Eglises d'Asie

L’Église pakistanaise réagit face à la crise politique et économique que traverse le pays

Publié le 12/04/2022




Le 9 avril, le Premier ministre Imran Khan a été renversé après moins de quatre ans de mandat. Quelques jours plus tôt, il avait tenté de dissoudre le Parlement suite à une motion de censure déposée par l’opposition, alors que sa coalition était affaiblie par un contexte économique difficile. De nombreux responsables chrétiens ont salué la décision de la Cour Suprême qui a jugé la tentative du Premier ministre comme « anticonstitutionnelle ». Arrivé au pouvoir en 2018, il avait suscité des espoirs en promettant de mettre fin à des décennies de corruption et de népotisme.

Le 9 avril, le Premier ministre pakistanais Imran Khan a été renversé par une motion de censure.

De nombreux responsables chrétiens et défenseurs des droits des minorités ont salué la décision de la Cour Suprême qui a, jeudi dernier, déclaré comme « anticonstitutionnelle » une tentative de dissolution de l’Assemblée nationale par le Premier ministre Imran Khan. Suite à cette décision, ce samedi 9 avril, 174 députés ont voté une motion de censure à l’encontre d’Imran Khan, qui est ainsi renversé après moins de quatre ans de mandat. Le Premier ministre avait tenté de dissoudre le Parlement afin de s’opposer à la motion de censure. Il avait également dénoncé un « complet étranger ».

L’arrivée d’Imran Khan au pouvoir en 2018 avait suscité des espoirs, après avoir promis de mettre fin à des décennies de corruption et de népotisme, mais il s’est efforcé de convaincre ses partisans face à une inflation croissante, une roupie affaiblie et une dette dévastatrice. Le Pakistan a été secoué constamment par des crises politiques depuis son indépendance il y a 75 ans, et aucun Premier ministre n’a jamais accompli de mandat complet.

« Nous invitons tous les acteurs politiques à renouveler leurs engagements »

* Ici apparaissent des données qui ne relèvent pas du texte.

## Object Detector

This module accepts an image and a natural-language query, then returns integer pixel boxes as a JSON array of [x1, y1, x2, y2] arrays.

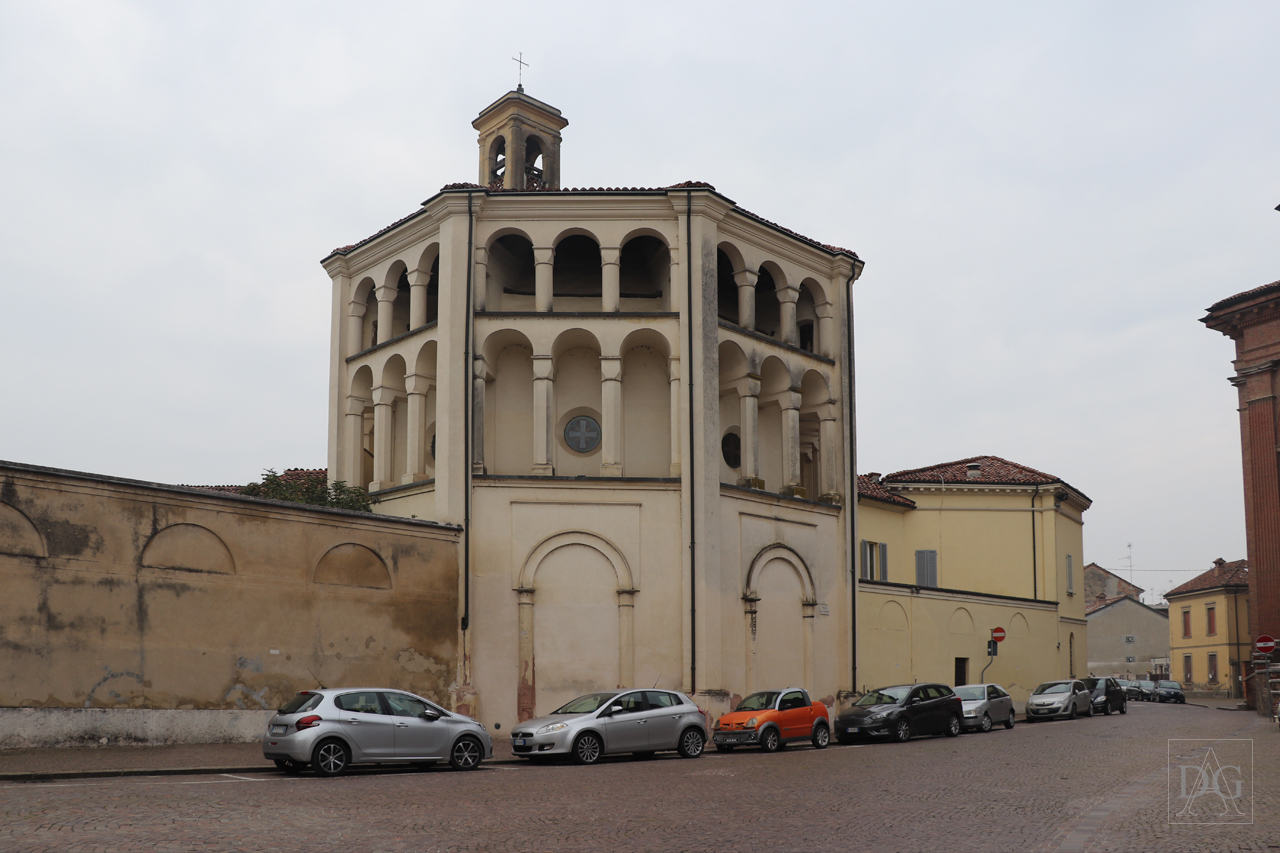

« Le verdict de la Cour a restauré notre foi en l’État de droit et en notre capacité à élire les bons représentants. Les trois dernières années ont été le pire régime que nous avons connu en termes de développement humain, de droit des minorités et de croissance économique », a réagi Kashif Aslam, responsable de projet au sein de la Commission nationale Justice et Paix de la Conférence épiscopale pakistanaise. « Le Premier ministre a essayé de nous faire retourner à l’âge de pierre avec sa politique religieuse. Son orgueil est coupable face à la crise politique et constitutionnelle que nous vivons. »

« Je suis heureux que la Constitution ait été respectée. C’est une victoire de la démocratie au Pakistan », a également souligné Cecil Chaudhry, un responsable de l’organisation Christian Solidarity Worldwide pour l’Asie du Sud. De son côté, la Commission des droits de l’homme du Pakistan s’est réjouie de la décision de la Cour Suprême. « C’était primordial que la Cour ne fasse aucun compromis concernant la Constitution. Cette décision aura des effets durables pour la stabilité démocratique », a déclaré la Commission.

« De même, nous invitons tous les acteurs politiques, en particulier au sein du gouvernement fédéral, à renouveler leurs engagements vis-à-vis des valeurs démocratiques et à défendre les besoins et les droits des citoyens ordinaires avant tout. » « Malheureusement, les tribunaux n’ont pas toujours été transparents au cours de notre histoire troublée. Mais le verdict récent de la Cour suprême a permis d’assurer son autorité », a aussi souligné le père Nasir William, directeur de la Commission pour les communications sociales du diocèse d’Islamabad-Rawalpindi.

« Si la situation politique n’est pas stabilisée, la relance économique sera impossible »

Cependant, Saleem Rajput, président de la Pakistan Christian Association, estime que la crise politique actuelle ne doit pas dominer toute la vie politique et le travail du gouvernement, bloquant tout le reste et aggravant une situation chaotique. « Si la situation politique n’est pas stabilisée, l’économie et la société en pâtiront gravement et la relance sera impossible », a-t-il prévenu. « Récemment, l’économie du pays a été durement affectée et la dette a augmenté. Si les dirigeants ne cessent pas de s’humilier les uns les autres, le pays en subira les conséquences », a-t-il poursuivi.

« La décision de la Cour Suprême fera jurisprudence afin de réaffirmer la primauté de la Constitution et la stabilité de la démocratie au Pakistan », a commenté le père Khalid Rashid, de la Commission nationale Justice et Paix, tout en invitant les forces pro-démocratie à la mesure en laissant agir le Parlement. Le prêtre voudrait également voir la Cour Suprême se préoccuper de la situation actuelle des minorités. « Nous demandons des réformes électorales avant les prochaines élections, pour que les chrétiens puissent voter des représentants, qui puissent mieux faire face aux problèmes des minorités. »

Pour Naveed Walter, président de l’organisation HRFP (Human Rights Focus Pakistan), l’utilisation de la religion et de slogans anti-américains par Imran Khan n’est pas nouvelle, mais il estime que cela a toujours été un danger pour la stabilité du pays. Selon Naveed, Imran Khan se contredit lui-même quand il s’engage à réserver des sièges aux femmes et aux minorités, tout en accusant sans fondement des élus d’avoir accepté de l’argent de l’opposition pour voter en faveur de la motion de censure. « La pratique des valeurs démocratiques, plutôt que l’utilisation de la religion en politique, est plus favorable aux minorités pakistanaises », souligne-t-il.